Anna Collard, SVP Content Strategy and Evangelist, KnowBe4 Africa, says, “The survey outcomes clearly show that distraction, multi-tasking and stress significantly and negatively impact people’s online security behaviour.”

Three quarters of survey respondents (73%) said that their security and IT teams were stressed. Only 4% said their security and IT teams weren’t stressed at all. Just under half of respondents (46%) said they felt a moderate amount of stress themselves.

A third of respondents (34%) said they were under a high amount of stress and 13% said they were under very high levels of stress. 

Most people (72%) agreed that remote working had positively affected their wellbeing, while 16% said they felt it had made no difference. 

The majority of respondents (82%) said staff mental health and wellbeing was important in their organisation. 

The number one reason for people making security mistakes, such as clicking on a phishing email, was cited as lack of awareness or training (52%), followed by distraction, multitasking and cognitive overload (38%) and stress or feeling overworked or overwhelmed (36%). 

Three quarters of survey respondents (73%) said that their security and IT teams were stressed.

Seventy percent of respondents said that the most effective way to improve their company's security culture would be more security awareness and training.
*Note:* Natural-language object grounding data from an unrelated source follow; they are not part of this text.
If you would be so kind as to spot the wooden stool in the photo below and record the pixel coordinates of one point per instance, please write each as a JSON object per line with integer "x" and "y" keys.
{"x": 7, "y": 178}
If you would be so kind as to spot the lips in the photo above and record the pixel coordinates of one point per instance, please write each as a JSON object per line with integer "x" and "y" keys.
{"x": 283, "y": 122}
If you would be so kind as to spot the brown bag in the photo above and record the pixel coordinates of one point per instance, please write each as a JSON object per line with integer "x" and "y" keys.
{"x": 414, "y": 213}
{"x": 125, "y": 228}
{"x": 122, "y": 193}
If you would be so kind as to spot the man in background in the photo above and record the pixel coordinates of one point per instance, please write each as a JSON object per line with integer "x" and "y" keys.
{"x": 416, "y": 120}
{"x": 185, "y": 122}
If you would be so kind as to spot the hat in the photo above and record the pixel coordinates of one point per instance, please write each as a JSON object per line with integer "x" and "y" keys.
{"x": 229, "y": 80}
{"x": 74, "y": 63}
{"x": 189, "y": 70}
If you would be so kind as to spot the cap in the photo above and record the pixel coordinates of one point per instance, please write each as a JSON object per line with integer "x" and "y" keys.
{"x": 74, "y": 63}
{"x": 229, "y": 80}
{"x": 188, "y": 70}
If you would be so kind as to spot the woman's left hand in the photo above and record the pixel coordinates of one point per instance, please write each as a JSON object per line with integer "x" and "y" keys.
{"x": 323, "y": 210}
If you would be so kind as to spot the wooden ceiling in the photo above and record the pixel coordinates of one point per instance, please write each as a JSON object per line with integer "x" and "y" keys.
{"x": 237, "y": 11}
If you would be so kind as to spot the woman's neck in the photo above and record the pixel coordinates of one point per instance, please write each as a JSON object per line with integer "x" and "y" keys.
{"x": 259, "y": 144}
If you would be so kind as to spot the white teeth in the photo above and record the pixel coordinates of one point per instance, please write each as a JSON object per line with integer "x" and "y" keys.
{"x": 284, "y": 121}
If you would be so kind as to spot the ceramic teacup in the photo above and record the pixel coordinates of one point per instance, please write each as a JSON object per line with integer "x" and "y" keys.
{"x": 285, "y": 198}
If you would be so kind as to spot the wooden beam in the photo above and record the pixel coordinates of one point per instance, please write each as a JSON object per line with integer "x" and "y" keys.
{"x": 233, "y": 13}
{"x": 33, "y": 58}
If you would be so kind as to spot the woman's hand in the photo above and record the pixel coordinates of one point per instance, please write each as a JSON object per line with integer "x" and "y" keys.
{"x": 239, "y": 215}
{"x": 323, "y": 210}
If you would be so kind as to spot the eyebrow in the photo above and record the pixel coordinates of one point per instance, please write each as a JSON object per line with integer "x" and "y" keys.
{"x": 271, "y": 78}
This was followed by in-the-moment training such as phishing simulations (54%), offering people mindfulness tools and training to be less distracted (49%) and behaviour-based monitoring and interventions (49%). 

Gaining more senior management support was ticked by 26% of respondents. 

To cope with the demands of work and stress, respondents are using the activities listed below:

  • Exercise (57%)
  • Prioritising rest and sleep (54%)
  • Connecting with friends and family (54%)
  • Spending time outside in nature (49%)
  • Setting up boundaries (37%)
  • Mindfulness practices such as Yoga and/or meditation (25%) 

Collard says, “In South Africa, the month of October has been declared Mental Health Awareness month. October also marks the international cybersecurity awareness month. And it makes sense to combine these two initiatives and consider a mindfulness approach to improve people’s overall well-being as well as the organisational security culture.“ 

“Techniques such as slowing down, tapping into your senses, becoming aware of your breath or simply taking a walk in nature are all known to help us calm down and improve concentration and overall performance. It will also make us less susceptible to social engineering attacks such as clicking on phishing emails or falling for other online scams. So take that breath, slow down and relax before working on your emails.”